I'd like to see GIS students taught to program in Python using Python idioms, not Avenue idioms. I hate to pick on Utah State's GIS Programming with Python
just because of its popularity, but it contains some good introductory code
that can be easily tuned up to teach even better Python GIS programming skills. For example, let's look at Lesson 5: Writing/Reading Text Files, Python Lists & Dictionaries, part 5a:
# Author: John Lowry
# Date: Dec. 21, 2007
# Purpose: Lesson 5a: Use split and Write to a text file
#############################################################
#Import modules
import string
# Open a new text file to write to
outFile = open(r"C:\john\TeachingGIS\WILD6900_ArcGISPython\Lesson5_results\write_example.txt", "w")
# Make a string variable of featureclass names
fcString = "nests1990.shp,nests1995.shp,nests2000.shp"
# Make a list variable from the string variable using the split method, then print
fcList = fcString.split(",")
# Write each item in the list to a separate line the output file
outFile.write(fcList[0]+ "\n")
outFile.write(fcList[1]+ "\n")
outFile.write(fcList[2]+ "\n")
# Close the files
outFile.close()
There are 3 defects in that code:
- It imports the string module but never uses anything from it.
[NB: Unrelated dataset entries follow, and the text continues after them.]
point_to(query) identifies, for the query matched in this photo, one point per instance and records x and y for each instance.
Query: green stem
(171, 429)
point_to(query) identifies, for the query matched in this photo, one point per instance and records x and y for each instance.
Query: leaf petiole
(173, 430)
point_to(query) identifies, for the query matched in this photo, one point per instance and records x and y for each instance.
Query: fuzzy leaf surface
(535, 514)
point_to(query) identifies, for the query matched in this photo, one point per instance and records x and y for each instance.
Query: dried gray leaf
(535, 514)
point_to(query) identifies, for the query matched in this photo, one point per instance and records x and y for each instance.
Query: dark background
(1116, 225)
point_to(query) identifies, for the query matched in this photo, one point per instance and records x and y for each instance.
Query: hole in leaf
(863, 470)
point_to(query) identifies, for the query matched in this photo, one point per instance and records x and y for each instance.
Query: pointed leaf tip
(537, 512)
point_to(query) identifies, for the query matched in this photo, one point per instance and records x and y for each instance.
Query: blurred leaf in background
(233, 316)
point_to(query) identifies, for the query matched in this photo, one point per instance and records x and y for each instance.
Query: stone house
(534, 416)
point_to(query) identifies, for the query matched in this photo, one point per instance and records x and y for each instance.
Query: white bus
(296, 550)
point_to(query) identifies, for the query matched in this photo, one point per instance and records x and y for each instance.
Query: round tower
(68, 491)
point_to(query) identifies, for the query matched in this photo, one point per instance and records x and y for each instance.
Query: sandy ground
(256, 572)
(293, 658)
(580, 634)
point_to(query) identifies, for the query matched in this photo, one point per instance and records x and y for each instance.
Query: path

You should almost always use string object methods anyway.
- It presumes knowledge of the number of items in the comma-separated string, specifically that it is at least 3.
- It needlessly concatenates newlines to items before writing.
The equivalent code, with none of those defects, looks like this:
outFile = open('/tmp/out.txt', 'w')
for item in fcString.split(','):
outFile.write(item)
outFile.write('\n')
outFile.close()
In Python 2.6 you can use a with statement to make it even more compact. The file closes itself at the end of the block. And you can use file.writelines to write the data and newline in one go. It's more efficient to pass it a tuple than to pass it a list.
with open('/tmp/out.txt', 'w') as f:
for item in fcString.split(','):
f.writelines((item, '\n'))
In the next part of the lesson, 5b, we see:
# Author: John Lowry
# Date: Dec. 21, 2007
# Purpose: Lesson 5: Reading a and writing a textfile
#############################################################
# Open the text file in read mode
inFile = open(r"C:\john\TeachingGIS\WILD6900_ArcGISPython\Lesson5\nests2005_coords.csv", "r")
# Open a new text file to write to
outFile = open(r"C:\john\TeachingGIS\WILD6900_ArcGISPython\Lesson5_results\nests2005_format.txt", "w")
# Read entire file and print one line at a time
for line in inFile.readlines():
nestList = line.split(",")
id = nestList[0]
cnd = nestList[1]
x = nestList[2]
y = nestList[3]
outFile.write("Siteid: " + id + "\n")
outFile.write("Condition: " + cnd + "\n")
outFile.write("X Coordinate: " + x + "\n")
outFile.write("Y Coordinate: " + y + "\n")
outFile.write("\n")
# Close the files
inFile.close()
outFile.close()
The more effective version of the looping block is this:
for line in inFile:
outFile.write(
'Siteid: %s\nCondition: %s\nX Coordinate: %s\nY Coordinate: %s\n\n' \
% tuple(line.split(','))
)
String formatting is more efficient than string concatenation (or not -- see the update below) and you can avoid needless variable assignments by using the split results directly.
I blogged before about how smelly the ArcGIS scripting cursor syntax was. I hear it's better now, but you can still see the old style in the USU course code.
Update (2009-10-21): Here's my benchmark script. I'm isolating just the inner part of the loop and focusing just on the extra assignments and file writes.
import timeit
# Sample input line
line = '1,good,433207.8362,4518107.044'
# A file-like object
class MockFile(object):
def write(self, line):
pass
outFile = MockFile()
# GIS Style programming. Assignment to intermediate variables
# and each written separately.
s1 = """\
nestList = line.split(',')
id = nestList[0]
cnd = nestList[1]
x = nestList[2]
y = nestList[3]
outFile.write(id)
outFile.write(cnd)
outFile.write(x)
outFile.write(y)
"""
t1 = timeit.Timer(
stmt=s1,
setup='from __main__ import line, outFile'
)
print "GIS style"
print "%.2f usec/pass" % t1.timeit()
print
# Idiomatic Python. No intermediate variables and all written as
# a group
s2 = """\
outFile.write(''.join(line.split(',')))
"""
t2 = timeit.Timer(
stmt=s2,
setup='from __main__ import line, outFile'
)
print "Idiomatic Python"
print "%.2f usec/pass" % t2.timeit()
print
The results:
$ python benchmarks.py
GIS style
2.07 usec/pass
Idiomatic Python
1.29 usec/pass
Someone else has looked at string performance more closely than I, and it looks like I'm wrong. On my Python 2.6, too, concatenation wins over formatting. Use of join is faster than concatenation for lists longer than 1000 items or so.